Governo pressiona por votação
Nos últimos dias, senadores aliados ao governo cobraram publicamente o avanço da proposta.
O senador Veneziano Vital do Rêgo (PSB-PB) defendeu que a análise ocorra ainda no primeiro semestre.
“É exigível que nós assim o façamos o mais breve possível, quiçá bem antes, até o final deste mês, das conclusões do nosso primeiro semestre.”
A líder do PT no Senado, Teresa Leitão (PT-PE), também pediu prioridade para a matéria.
“O Senado precisa priorizar esse tema, que é, sim, uma prioridade do país, que se pretende grande, civilizado e desenvolvido, por trabalho digno e valorização dos trabalhadores e trabalhadoras assalariados.”
O ministro da Fazenda, Dário Durigan também afirmou nesta quarta-feira (10/6) que o debate sobre o fim da escala de trabalho 6×1 deve avançar “imediatamente” no País.
Oposição diverge sobre a proposta
Enquanto parte da oposição rejeita a redução da jornada, outros parlamentares defendem a mudança.
O senador Hermes Klann (PL-SC) criticou a proposta e argumentou que ela aumenta custos sem apresentar mecanismos de compensação.
“A proposta reduz a jornada de trabalho sem apresentar solução para compensar os custos dessa mudança. A conta não desaparece, alguém vai pagar.”
Já o senador Romário (PL-RJ) manifestou apoio ao projeto.
“Serei sempre favorável a qualquer medida que vise a garantir mais direitos aos nossos trabalhadores.”
PEC alternativa já foi encaminhada
Enquanto a proposta do fim da escala 6×1 aguarda despacho, Alcolumbre encaminhou para a CCJ uma PEC alternativa apresentada pela oposição.
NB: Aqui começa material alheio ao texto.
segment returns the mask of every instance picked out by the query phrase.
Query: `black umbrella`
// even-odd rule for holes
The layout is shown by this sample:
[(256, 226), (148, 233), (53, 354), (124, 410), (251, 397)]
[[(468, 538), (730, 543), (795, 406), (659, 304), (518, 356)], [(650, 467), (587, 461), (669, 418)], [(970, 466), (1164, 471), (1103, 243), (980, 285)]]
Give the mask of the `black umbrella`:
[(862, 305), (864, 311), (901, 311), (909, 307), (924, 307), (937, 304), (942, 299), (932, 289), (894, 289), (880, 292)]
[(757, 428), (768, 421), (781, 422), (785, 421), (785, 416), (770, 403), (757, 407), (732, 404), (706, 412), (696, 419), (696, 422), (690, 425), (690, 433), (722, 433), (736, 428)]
O texto mantém o atual modelo de jornada de trabalho e cria mecanismos para ampliar a contratação por hora trabalhada.
A diferença de tratamento entre as duas propostas tem gerado cobranças de parlamentares favoráveis à redução da jornada.
Debate sobre gastos marca pauta do Senado
Durante a semana, Alcolumbre também respondeu a cobranças sobre a votação de projetos que ampliam despesas públicas, como a proposta que cria um piso salarial nacional para garis.
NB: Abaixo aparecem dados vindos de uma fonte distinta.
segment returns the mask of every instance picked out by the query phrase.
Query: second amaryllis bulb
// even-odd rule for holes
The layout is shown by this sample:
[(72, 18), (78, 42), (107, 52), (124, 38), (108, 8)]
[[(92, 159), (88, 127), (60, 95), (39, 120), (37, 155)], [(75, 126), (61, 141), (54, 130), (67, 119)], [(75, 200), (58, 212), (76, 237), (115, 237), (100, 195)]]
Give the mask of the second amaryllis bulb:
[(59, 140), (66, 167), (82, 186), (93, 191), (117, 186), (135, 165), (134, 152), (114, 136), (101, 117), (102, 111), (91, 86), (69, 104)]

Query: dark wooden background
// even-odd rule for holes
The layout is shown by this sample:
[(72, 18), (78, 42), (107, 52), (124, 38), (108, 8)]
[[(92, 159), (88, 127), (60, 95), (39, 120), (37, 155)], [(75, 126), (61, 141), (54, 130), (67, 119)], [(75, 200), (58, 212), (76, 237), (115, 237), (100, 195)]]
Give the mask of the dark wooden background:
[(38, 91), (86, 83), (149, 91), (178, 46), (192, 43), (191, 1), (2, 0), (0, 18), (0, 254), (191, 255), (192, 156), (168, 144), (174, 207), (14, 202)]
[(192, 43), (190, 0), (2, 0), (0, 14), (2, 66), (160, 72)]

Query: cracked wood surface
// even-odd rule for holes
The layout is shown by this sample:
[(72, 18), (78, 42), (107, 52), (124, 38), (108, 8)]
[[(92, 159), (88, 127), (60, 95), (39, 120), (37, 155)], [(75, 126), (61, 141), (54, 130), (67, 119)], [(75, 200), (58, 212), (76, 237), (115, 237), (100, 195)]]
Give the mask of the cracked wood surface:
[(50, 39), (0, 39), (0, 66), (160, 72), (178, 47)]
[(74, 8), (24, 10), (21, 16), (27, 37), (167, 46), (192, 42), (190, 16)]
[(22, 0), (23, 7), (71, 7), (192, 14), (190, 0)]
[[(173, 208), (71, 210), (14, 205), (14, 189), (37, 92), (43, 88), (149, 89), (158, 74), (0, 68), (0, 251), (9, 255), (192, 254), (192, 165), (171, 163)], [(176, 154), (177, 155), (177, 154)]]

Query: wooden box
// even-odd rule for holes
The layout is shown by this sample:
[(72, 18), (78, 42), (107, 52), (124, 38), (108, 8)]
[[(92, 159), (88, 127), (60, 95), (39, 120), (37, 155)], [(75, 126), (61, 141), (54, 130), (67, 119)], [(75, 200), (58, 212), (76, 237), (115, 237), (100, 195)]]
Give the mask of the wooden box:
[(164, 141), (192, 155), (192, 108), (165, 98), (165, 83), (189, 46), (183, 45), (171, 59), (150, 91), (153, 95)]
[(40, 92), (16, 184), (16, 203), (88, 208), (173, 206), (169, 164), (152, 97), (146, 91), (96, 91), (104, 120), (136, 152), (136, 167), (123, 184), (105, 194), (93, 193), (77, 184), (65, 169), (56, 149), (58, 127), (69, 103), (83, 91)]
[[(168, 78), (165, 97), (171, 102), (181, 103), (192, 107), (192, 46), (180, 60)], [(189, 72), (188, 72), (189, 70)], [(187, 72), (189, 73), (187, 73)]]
Segundo o presidente do Senado, existem dezenas de projetos semelhantes em tramitação e a definição de prioridades exige cautela, especialmente em ano eleitoral.
“O que eu botar para votar, todo mundo vai votar ‘sim’ por conta da eleição, e vai ter que arrumar dez Brasis para pagar.”
Apesar da cautela em relação a algumas propostas, o Senado aprovou nesta quarta um projeto que permite o uso de recursos do Fundo Social do Pré-Sal para financiar dívidas do agronegócio.
A medida tem impacto fiscal estimado pelo governo em R$ 140 bilhões ao longo de dez anos e ainda será analisada pela Câmara dos Deputados.